House Republican leader Gerald R. Ford, of Michigan, said he commended to all Americans “the bright vision” of Israel “which the Premier expresses in her congratulatory message to President Nixon on his Nov. 3 speech to the nation.” Rep. Ford attacked “the simplistic and myopic view of the struggle in Vietnam which some strident critics of President Nixon’s policy take” and said it was “sharply refuted by the Prime Minister of Israel”. He praised her “indomitable courage and independence of mind” which “cannot be questioned.” He said Mrs. Meir “knows as do her countrymen that the fate of small, still free nations everywhere is deeply involved in Vietnam.” Rep.
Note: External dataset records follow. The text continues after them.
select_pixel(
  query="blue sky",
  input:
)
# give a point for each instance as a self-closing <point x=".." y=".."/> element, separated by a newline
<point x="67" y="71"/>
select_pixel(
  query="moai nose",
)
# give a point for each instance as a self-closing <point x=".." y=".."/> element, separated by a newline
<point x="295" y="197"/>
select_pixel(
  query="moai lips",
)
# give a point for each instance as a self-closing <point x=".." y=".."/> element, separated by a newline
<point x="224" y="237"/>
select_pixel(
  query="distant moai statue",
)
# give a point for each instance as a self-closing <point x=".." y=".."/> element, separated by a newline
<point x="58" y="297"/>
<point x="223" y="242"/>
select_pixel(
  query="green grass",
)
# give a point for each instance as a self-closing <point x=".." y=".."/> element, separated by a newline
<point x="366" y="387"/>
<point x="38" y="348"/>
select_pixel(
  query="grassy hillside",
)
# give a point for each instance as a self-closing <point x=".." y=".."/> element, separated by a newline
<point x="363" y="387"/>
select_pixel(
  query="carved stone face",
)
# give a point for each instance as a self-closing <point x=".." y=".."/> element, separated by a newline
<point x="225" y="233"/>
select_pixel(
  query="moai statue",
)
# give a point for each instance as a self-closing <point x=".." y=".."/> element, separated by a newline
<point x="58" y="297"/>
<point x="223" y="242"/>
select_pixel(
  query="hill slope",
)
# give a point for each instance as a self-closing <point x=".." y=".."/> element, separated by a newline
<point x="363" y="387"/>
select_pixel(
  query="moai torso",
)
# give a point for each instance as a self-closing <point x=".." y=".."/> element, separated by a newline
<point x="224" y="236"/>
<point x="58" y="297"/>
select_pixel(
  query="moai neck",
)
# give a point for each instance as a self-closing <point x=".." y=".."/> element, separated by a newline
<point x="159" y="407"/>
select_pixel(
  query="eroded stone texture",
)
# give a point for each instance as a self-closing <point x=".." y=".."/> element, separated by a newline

Ford is a strong advocate of the sale of Phantom jet bombers and other military equipment to Israel.
Bernard Direnfeld, national commander of the Jewish War Veterans of the United States, which has always taken a hawkish stand on the Vietnam war, claimed that Mrs. Meir’s support of Mr. Nixon was “highly relevant to the security both of Israel and the United States.” Mr. Direnfeld claimed, in a statement issued today, that “there are many parallels between Israel’s long search for peace and America’s present efforts to negotiate a meaningful peace in Vietnam.”
Meanwhile, Congressmen were cautious in their reaction to Mrs. Meir’s message. Except for Rep. Ford, none of the Senators and Representatives contacted by the Jewish Telegraphic Agency were willing to be identified by name. Their comments followed party lines. One high ranking Republican praised Mrs. Meir as a “brilliant, perceptive woman.” But a prominent Democratic Senator expressed disbelief that Mrs. Meir had in effect endorsed the President’s speech. A Democratic member of the House told JTA that he was reserving comment because “many of my supporters strongly support Israel but just as strongly oppose the President’s Vietnam policy.”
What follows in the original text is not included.